No one spoke in praise, either.
"I am a little surprised no one had anything to say," Committee Chairman Peter Ensel said.
"I don't know if it is because they think we did such a good job or because there is just a lack of interest. I hope it's the former and not the latter."
Only one person from the public showed up, and the hearing was closed after four minutes of silence.
The committee was hoping to hear comments about the plan to re-draw the city's six wards. By law, the city must redistrict its voting wards based on figures from the 10-year U.S. Census, which occurred in 2010.
The census showed the city had 19,989 people, putting the average for each ward at 3,332. The committee was allowed to deviate from the average by 5 percent below and above. The range was between 3,165 and 3,498 people.
Wards 2 and 3 presented the biggest challenges, as Ward 2 had 4,495 people and Ward 3 had just 2,904. Ward 2 experienced significant growth in recent years as the former Plattsburgh Air Force Base property was developed and included in that area.
To even out the wards, the committee moved two SUNY Plattsburgh dormitories on Rugar Street from Ward 2 into Ward 3.
The committee is allowed to make changes to the plan based on public-hearing comments and then submit its final product to the Common Council.
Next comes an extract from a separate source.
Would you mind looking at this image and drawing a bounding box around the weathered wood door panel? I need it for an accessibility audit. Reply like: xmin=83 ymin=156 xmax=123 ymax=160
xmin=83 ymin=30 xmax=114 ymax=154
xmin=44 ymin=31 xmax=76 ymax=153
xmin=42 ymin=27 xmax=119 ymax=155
The councilors can approve the plan as is or make suggestions and send it back to the committee.
Councilor James Calnon (Ward 4), who served as liaison to the committee, said the plan is not controversial and seems acceptable.
"I assume we will probably approve it, if not in its exact form, something very close to it," he said.
Mayor Donald Kasprzak, who along with Calnon and Councilor Chris Jackson (D-Ward 6) attended the public hearing, said he was a little surprised no one showed up.
"But I think the public understands that the committee did a good job and came up with a fair plan," he said.
Once approved, the plan will take effect for the 2013 election.
"It's important for people to know that this has nothing to do with the election we have coming up in November," Calnon said. "It's for next year."
The mayor's post and the six council seats are all up for election in 2013.